Клетчатый. Виноват, герр Магистр, не совсем понятно. Нам же не обязательно оставлять труп здесь! Можно выкинуть его в окно. Седьмой этаж. Вдребезги! Самоубийство!
Иван Давыдович закрывает глаза, поднимает лицо к потолку и некоторое время молчит, сдерживаясь. Потом он говорит: «Пять минут назад сюда приходил человек. Вы заметили это, Ротмистр?»
Клетчатый. Так точно, заметил. Сергей Сергеевич. Это из верхней квартиры.
Иван Давыдович. Вы обратили внимание, что он вас тоже заметил, Ротмистр?
Клетчатый. Так точно.
Иван Давыдович. Он запомнил вас, понимаете? Ваш клетчатый пиджак, ваше кепи, ваши усики. Он вас опишет, и вас найдут. Самое большее – через неделю.
Курдюков (из угла, куда он незаметно переполз). А по-моему, ничего страшного. Ротмистр уедет куда-нибудь, отсидится годик.
Иван Давыдович. Вас, Басаврюк, спросят: откуда вы обрели в эту самую ночь такой великолепный синяк под глазом?
Курдюков. У меня алиби!

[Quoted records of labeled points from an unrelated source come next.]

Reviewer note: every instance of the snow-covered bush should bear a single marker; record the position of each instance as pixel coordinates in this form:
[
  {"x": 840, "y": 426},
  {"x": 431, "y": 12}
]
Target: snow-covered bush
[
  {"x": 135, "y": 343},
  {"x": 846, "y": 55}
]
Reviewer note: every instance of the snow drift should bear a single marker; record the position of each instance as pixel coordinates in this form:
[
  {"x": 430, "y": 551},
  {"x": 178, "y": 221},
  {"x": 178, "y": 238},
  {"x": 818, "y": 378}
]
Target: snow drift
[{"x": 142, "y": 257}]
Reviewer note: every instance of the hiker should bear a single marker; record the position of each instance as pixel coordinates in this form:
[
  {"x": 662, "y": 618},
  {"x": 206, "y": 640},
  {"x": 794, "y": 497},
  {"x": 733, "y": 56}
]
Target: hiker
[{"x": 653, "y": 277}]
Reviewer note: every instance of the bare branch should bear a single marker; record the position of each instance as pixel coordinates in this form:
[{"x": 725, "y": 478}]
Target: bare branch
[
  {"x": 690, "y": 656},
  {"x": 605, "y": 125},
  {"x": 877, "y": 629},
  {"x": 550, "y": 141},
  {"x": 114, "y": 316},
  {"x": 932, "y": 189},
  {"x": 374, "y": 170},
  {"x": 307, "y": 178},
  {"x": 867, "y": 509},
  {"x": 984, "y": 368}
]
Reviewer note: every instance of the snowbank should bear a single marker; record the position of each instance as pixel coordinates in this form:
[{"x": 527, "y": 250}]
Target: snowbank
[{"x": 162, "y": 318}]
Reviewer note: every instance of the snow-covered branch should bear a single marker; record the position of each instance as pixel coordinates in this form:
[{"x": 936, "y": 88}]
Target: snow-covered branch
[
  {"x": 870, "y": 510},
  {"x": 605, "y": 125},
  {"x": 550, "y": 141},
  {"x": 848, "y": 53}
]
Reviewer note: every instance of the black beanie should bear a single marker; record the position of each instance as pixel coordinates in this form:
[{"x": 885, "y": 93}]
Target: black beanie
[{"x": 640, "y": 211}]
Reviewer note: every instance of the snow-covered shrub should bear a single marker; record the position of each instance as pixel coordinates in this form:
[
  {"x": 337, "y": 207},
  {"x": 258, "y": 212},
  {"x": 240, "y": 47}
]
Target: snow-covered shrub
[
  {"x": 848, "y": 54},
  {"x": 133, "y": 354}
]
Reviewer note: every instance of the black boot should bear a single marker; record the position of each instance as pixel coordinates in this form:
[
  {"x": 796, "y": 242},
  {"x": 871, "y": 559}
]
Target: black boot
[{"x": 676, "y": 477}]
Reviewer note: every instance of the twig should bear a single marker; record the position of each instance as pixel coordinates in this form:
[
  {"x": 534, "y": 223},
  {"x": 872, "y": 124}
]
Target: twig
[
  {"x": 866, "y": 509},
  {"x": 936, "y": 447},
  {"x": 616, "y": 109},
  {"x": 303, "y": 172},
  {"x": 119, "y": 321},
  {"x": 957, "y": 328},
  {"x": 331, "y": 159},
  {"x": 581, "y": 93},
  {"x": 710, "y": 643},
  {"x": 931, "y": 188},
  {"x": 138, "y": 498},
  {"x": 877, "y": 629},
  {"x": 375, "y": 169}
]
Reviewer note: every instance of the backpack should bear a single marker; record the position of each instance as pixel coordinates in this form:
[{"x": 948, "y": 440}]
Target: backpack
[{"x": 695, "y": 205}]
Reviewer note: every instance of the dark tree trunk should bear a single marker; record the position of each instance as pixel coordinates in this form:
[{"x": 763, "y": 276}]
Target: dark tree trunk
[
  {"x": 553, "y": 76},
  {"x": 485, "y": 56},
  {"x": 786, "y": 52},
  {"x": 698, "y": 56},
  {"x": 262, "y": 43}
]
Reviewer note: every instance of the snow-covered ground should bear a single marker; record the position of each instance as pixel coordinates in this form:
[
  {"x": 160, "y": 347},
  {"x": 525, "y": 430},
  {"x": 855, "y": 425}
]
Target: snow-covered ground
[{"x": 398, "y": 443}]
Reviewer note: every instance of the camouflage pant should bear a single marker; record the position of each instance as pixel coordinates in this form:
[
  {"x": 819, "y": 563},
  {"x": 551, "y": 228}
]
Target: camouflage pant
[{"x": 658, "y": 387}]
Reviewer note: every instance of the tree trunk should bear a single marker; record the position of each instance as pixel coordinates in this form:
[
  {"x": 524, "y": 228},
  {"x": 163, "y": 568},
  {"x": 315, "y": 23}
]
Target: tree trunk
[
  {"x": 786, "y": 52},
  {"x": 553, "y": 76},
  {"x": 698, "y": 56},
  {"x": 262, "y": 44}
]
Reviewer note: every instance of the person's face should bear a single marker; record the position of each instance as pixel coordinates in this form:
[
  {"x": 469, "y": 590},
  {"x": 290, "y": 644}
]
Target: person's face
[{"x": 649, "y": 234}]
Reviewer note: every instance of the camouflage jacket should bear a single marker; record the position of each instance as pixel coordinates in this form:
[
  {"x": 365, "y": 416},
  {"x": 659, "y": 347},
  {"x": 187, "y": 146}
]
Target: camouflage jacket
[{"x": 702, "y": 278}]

Я в настоящий момент в больнице!
Пауза. Из кухни доносится гудение кофемолки.
Наташа (решительно). Нет, господа, я тоже против. Все знают, что мы с Феликсом дружили, вчера он ко мне заходил, ночью меня не было дома. Зачем мне это надо? Затаскают по следователям. Я вообще против того, чтобы Феликса трогать. Его надо принять.
Курдюков (выскакивает из угла, как черт из коробочки). Это за чей же счет? Сука! Шлюха ты беспардонная!
Иван Давыдович. Да тише вы, Басаврюк! Сколько можно повторять? Ти-ше! Извольте не забывать, что это по вашей вине все мы сидим здесь и не знаем, на что решиться. Так что советую вам вести себя особенно тихо. Молчите! Ни слова более! Сядьте!
Клетчатый. В самом деле, сударь! Труса отпраздновали, а теперь все время мешаете.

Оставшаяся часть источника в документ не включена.